京中官员之间盘根错杂,姻亲互密,打了一个,都能得罪一大帮人。
侯府虽同秦家有所不合,但抛开秦家不论,只背靠左相这么一超级大家,多的是人想攀附上去。
郑晓燕若是没赵家相帮,侯府茅坑她都进不去,何况是那正室夫人。
如今是野鸡一朝飞上枝头变凤凰,谁不羡慕?谁不妒忌?
小汉子大概是把郑晓燕鱼跃龙门当成典范,说起她便是滔滔不绝。直道这侯府夫人也是个孝顺的,过年过节总带着礼往赵府跑,平日里也常和赵夫人出来,两人每次都是有说有笑,当真是跟亲母女一样。
亲母女一样!
亲母女一样!
赵哥儿只觉这一句,好似一击重锤。
他心里难受得喘不过气来,突然厉声嘶吼起来:“别说了,别说了。
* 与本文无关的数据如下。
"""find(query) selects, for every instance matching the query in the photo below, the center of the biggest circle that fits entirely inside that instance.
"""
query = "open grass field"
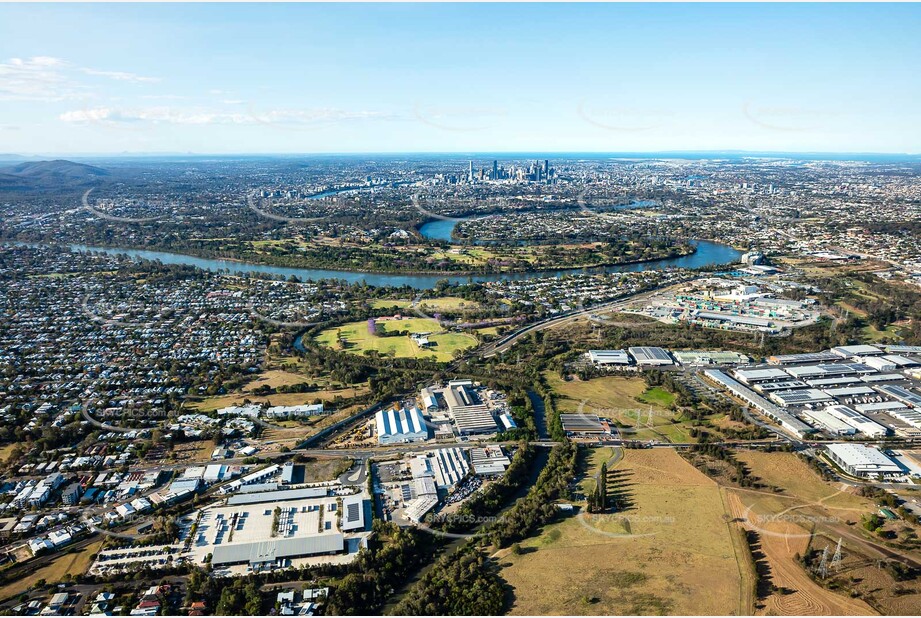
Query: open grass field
(443, 303)
(657, 396)
(6, 450)
(318, 470)
(810, 512)
(67, 564)
(358, 340)
(670, 552)
(780, 541)
(626, 400)
(797, 479)
(210, 404)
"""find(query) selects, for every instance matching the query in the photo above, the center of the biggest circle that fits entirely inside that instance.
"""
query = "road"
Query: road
(506, 342)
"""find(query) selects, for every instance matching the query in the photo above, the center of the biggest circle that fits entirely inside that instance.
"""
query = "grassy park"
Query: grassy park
(357, 338)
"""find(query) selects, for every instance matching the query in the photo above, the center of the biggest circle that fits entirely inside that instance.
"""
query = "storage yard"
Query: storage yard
(863, 392)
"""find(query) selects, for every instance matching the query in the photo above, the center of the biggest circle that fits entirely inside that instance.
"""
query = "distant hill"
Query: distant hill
(44, 175)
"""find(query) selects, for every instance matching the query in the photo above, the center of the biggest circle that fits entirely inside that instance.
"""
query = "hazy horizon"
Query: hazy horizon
(413, 78)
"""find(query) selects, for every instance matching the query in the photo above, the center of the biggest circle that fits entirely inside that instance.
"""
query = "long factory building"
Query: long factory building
(784, 418)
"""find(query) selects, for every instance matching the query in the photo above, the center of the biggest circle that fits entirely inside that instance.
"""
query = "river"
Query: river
(708, 253)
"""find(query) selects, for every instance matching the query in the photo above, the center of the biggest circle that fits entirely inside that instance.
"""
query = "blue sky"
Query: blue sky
(241, 78)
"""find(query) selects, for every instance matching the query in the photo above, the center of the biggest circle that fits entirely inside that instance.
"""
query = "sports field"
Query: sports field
(69, 563)
(356, 338)
(671, 551)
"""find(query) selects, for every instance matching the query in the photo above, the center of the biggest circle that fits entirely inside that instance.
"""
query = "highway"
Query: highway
(506, 342)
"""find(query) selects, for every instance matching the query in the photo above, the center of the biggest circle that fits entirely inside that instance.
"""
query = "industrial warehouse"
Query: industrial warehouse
(454, 411)
(848, 392)
(267, 525)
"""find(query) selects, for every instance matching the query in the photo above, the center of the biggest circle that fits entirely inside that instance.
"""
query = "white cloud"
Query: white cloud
(40, 78)
(166, 115)
(50, 79)
(120, 76)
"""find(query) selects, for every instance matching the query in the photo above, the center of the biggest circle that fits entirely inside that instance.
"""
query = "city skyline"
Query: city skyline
(282, 79)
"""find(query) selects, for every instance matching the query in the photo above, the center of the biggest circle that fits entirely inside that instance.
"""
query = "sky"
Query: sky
(344, 78)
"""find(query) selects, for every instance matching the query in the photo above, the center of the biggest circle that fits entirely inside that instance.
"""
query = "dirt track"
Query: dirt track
(807, 597)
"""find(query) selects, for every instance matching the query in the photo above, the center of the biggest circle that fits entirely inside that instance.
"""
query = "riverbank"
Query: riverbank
(706, 253)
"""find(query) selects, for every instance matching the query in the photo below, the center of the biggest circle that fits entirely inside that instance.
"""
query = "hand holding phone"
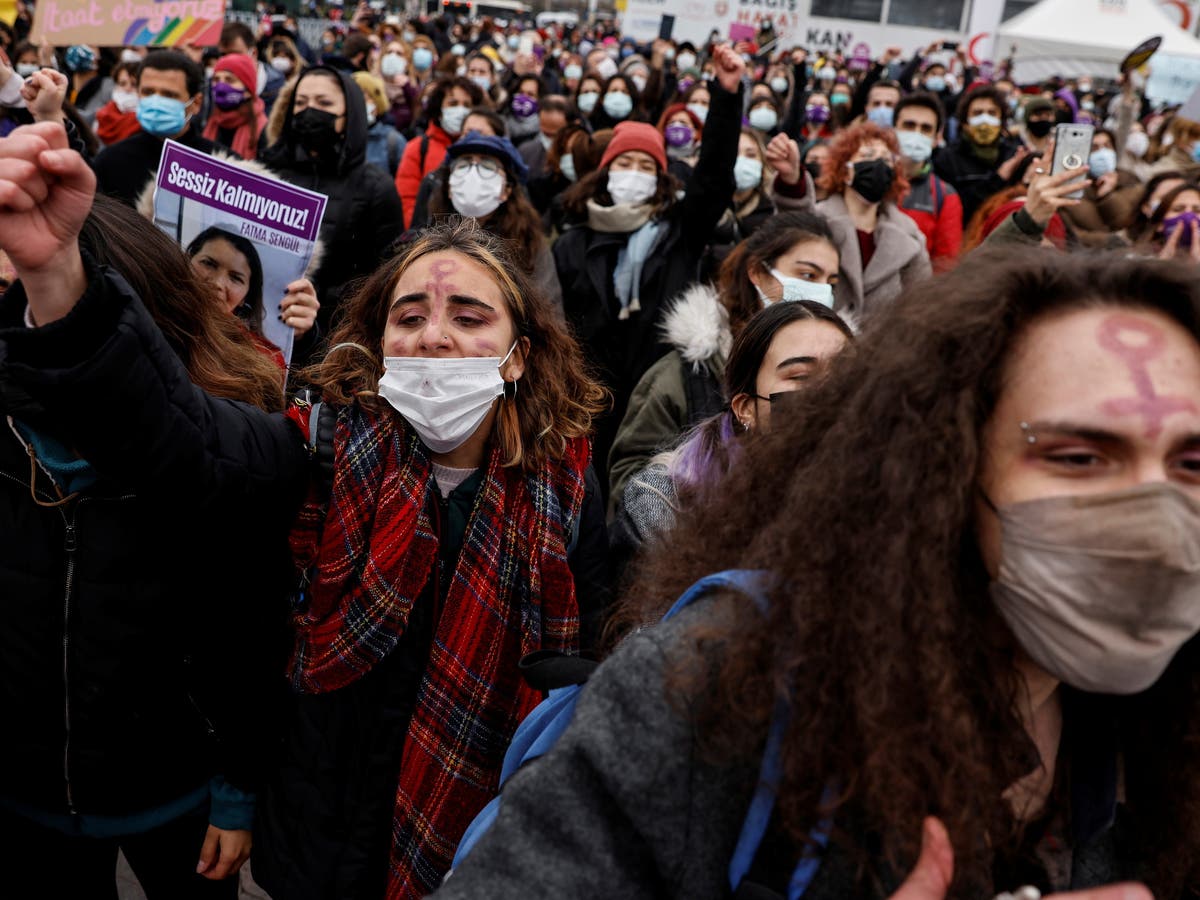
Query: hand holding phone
(1072, 147)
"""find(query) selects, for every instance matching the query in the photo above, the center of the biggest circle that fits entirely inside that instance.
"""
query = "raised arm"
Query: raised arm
(96, 369)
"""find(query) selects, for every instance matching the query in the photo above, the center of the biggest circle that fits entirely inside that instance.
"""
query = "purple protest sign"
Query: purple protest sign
(231, 189)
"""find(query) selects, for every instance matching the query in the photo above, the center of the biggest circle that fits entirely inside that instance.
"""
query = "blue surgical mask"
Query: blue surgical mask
(915, 145)
(567, 166)
(587, 101)
(618, 106)
(883, 117)
(1102, 162)
(801, 289)
(162, 117)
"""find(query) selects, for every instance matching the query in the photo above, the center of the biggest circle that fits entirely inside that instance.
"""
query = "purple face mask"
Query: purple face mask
(523, 106)
(226, 96)
(678, 135)
(1185, 221)
(817, 114)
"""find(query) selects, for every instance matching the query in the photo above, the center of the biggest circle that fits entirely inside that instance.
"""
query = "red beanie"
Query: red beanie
(636, 136)
(241, 67)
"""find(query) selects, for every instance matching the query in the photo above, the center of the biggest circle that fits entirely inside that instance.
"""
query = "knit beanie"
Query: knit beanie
(636, 136)
(241, 67)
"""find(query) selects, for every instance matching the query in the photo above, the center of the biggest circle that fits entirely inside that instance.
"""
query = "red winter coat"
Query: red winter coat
(937, 210)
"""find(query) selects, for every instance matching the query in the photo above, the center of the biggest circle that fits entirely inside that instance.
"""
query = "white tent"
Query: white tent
(1074, 37)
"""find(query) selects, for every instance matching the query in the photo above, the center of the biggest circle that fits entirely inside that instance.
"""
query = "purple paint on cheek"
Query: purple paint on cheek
(1147, 402)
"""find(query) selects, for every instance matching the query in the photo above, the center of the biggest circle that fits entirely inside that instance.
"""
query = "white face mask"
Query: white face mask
(125, 101)
(453, 119)
(1137, 144)
(799, 289)
(1102, 591)
(474, 196)
(747, 173)
(444, 400)
(631, 187)
(393, 65)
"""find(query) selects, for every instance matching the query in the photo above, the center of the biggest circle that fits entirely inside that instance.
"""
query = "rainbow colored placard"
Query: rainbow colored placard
(126, 23)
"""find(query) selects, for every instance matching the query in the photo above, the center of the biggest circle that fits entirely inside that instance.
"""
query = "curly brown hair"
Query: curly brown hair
(837, 175)
(557, 399)
(881, 630)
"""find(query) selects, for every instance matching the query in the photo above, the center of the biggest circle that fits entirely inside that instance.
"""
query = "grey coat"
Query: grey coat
(625, 805)
(622, 807)
(900, 258)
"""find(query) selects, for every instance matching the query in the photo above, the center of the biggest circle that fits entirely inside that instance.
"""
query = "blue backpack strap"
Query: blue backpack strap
(545, 725)
(751, 582)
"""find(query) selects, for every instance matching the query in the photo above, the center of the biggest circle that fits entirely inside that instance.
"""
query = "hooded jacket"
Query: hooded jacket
(623, 349)
(678, 391)
(363, 217)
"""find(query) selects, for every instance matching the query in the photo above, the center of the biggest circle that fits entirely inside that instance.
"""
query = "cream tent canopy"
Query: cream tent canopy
(1074, 37)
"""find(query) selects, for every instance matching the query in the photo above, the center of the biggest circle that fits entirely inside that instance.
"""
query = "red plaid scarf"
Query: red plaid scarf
(511, 593)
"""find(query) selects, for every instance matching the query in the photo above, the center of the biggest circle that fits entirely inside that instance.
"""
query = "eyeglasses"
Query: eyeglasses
(486, 167)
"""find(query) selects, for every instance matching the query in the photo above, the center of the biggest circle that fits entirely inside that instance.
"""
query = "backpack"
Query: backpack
(543, 727)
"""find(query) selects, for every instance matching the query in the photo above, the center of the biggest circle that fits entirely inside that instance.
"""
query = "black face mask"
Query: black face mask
(317, 131)
(873, 179)
(1041, 127)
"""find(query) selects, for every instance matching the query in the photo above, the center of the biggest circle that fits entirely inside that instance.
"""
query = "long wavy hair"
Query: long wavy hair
(216, 349)
(557, 397)
(881, 630)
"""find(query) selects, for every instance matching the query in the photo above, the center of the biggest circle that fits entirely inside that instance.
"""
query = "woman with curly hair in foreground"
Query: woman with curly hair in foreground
(982, 534)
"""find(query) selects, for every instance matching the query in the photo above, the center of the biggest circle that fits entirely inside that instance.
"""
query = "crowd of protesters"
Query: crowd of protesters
(822, 348)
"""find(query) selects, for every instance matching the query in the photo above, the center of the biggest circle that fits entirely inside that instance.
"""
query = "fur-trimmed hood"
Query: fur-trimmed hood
(144, 204)
(697, 325)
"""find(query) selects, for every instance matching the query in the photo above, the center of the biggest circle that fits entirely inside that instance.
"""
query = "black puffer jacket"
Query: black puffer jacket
(142, 648)
(364, 215)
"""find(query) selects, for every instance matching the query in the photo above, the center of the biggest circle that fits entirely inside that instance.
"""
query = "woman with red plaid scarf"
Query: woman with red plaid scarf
(460, 528)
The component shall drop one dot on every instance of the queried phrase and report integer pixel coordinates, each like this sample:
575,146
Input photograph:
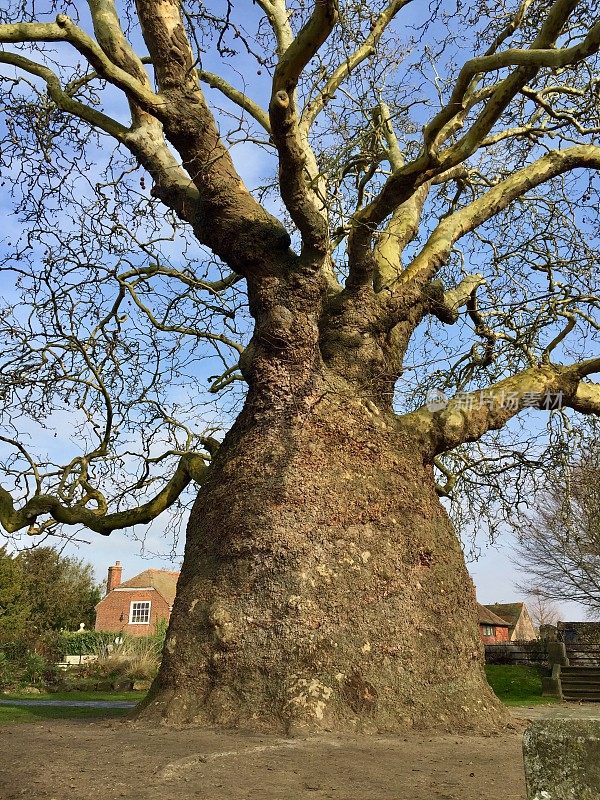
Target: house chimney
114,576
”
他突然的爆发,别说小汉子,就是方子晨和两孩子都吓了一跳。
赵哥儿脸色苍白,眼眶湿润,两只拳头紧紧的握着,似乎在极力的控制着什么。
方子晨眉头紧蹙:“赵哥儿,你怎么了?”
赵哥儿还在自顾的重复:“别说了,别说了。”
方子晨立即看向小汉子,急急道:“你快点住嘴啊。”
小汉子捂着嘴猛点头。
乖仔拉着赵哥儿的手:“爹爹,你怎么鸟啊?”
赵哥儿深深缓了口气,嗓音微沉,摸了摸乖仔的头,勉强道:“没事儿。”
乖仔仔细看他,又朝方子晨看去,脸上担忧不减,他如今年岁上来,已经不太好糊弄了。
……
这个时候,京城涌进的外来人员,多是来参加春闱的。
方子晨瞧着年轻,腰间还佩着玉佩,脚指头一想,就晓得人也是来参加春闱的——虽然拖家带口来赶考的很少见。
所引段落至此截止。